The Kelvin temperature scale is an absolute scale used in scientific calculations. It starts at absolute zero, the lowest possible temperature where molecular motion ceases. Unlike Celsius or Fahrenheit, Kelvin does not use degrees as a unit.

**Why Kelvin?**

• Kelvin provides a direct correlation with energy; temperatures measured in Kelvin can be seamlessly used in equations involving physical laws such as the Ideal Gas Law.
• The use of Kelvin eliminates negative numbers, making mathematical manipulation more straightforward.

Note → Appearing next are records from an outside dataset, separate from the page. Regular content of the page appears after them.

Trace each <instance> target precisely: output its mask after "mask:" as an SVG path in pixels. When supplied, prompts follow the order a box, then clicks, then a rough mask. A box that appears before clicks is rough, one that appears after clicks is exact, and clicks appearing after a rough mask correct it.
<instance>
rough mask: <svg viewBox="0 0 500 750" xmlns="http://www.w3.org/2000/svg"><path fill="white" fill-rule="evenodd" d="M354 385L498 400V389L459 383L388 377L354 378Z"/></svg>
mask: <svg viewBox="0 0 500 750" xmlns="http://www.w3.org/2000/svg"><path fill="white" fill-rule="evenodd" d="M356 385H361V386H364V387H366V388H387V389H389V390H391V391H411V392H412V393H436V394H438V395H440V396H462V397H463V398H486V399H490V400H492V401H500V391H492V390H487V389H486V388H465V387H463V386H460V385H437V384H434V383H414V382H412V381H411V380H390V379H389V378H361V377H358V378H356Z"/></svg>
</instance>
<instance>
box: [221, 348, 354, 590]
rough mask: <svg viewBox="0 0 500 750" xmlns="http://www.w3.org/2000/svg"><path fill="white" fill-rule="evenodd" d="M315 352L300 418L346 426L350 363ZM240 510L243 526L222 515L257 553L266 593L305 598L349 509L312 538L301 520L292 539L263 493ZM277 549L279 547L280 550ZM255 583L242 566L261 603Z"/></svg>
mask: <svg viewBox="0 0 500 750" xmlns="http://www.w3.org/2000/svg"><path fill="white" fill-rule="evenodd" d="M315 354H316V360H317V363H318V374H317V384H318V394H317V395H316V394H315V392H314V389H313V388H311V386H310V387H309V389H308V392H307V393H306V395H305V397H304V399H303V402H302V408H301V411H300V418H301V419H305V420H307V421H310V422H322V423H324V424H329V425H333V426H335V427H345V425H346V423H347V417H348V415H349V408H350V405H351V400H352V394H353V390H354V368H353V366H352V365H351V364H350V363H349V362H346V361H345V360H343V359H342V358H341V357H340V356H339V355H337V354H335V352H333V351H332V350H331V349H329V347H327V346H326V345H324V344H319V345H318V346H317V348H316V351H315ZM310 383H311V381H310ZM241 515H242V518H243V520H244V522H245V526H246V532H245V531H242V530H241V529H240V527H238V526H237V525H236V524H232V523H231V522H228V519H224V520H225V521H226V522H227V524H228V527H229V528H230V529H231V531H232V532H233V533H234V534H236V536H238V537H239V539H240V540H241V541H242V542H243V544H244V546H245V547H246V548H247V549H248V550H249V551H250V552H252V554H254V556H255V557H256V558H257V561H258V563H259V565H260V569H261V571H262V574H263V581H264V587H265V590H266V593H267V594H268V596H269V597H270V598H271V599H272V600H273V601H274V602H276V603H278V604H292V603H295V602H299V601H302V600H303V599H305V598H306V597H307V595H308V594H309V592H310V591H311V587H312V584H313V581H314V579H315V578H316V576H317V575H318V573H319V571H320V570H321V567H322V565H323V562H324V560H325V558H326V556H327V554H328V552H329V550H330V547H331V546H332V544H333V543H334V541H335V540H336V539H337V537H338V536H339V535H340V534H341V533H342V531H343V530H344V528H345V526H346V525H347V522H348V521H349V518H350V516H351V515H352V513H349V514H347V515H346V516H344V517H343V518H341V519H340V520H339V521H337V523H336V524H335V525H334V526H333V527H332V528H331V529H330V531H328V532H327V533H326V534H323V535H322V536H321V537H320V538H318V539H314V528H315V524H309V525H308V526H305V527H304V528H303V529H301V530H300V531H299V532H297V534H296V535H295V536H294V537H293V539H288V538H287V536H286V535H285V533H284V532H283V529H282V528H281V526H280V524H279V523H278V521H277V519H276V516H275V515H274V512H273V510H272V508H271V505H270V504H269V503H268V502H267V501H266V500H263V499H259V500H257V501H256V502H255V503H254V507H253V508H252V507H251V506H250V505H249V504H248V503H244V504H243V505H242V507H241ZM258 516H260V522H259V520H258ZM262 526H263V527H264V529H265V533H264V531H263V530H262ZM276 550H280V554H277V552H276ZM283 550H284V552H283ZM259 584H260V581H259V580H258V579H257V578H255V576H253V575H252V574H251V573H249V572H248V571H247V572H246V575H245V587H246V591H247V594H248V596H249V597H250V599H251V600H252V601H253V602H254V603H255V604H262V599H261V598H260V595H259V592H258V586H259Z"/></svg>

To convert Celsius to Kelvin, add 273.15 to the Celsius temperature. For example, \(0^{\circ} \mathrm{C}\) becomes \(273.15 \mathrm{K}\). Using Kelvin ensures consistency in thermodynamic calculations and allows for the direct application of relationships like \( \frac{P_1}{T_1} = \frac{P_2}{T_2} \).

Pressure Calculation

Pressure calculation in gases involves understanding how changes in temperature, under constant volume, affect the gas's pressure. To calculate new pressure conditions based on changes in temperature, you can rearrange the pressure-temperature relationship formula.

For instance, if you start with an initial pressure \( P_1 \) at temperature \( T_1 \), and want to find the new pressure \( P_2 \) at a temperature \( T_2 \):
1. Use the equation \( P_2 = P_1 \times \frac{T_2}{T_1} \)
2. Plug in the values and solve for \( P_2 \).

**Example Application**

• If you have a gas at \(40 \; \mathrm{atm}\) and \(0^{\circ} \mathrm{C}\), and heat it to \(45^{\circ} \mathrm{C}\), convert these to Kelvin and apply:
  \( T_1 = 273.15 \; \mathrm{K}\), \( T_2 = 318.15 \; \mathrm{K}\). Calculate \( P_2 \), finding it to be approximately \(46.6 \; \mathrm{atm}\).

This way, pressure calculation helps predict and analyze the behavior of gases in changing thermal environments.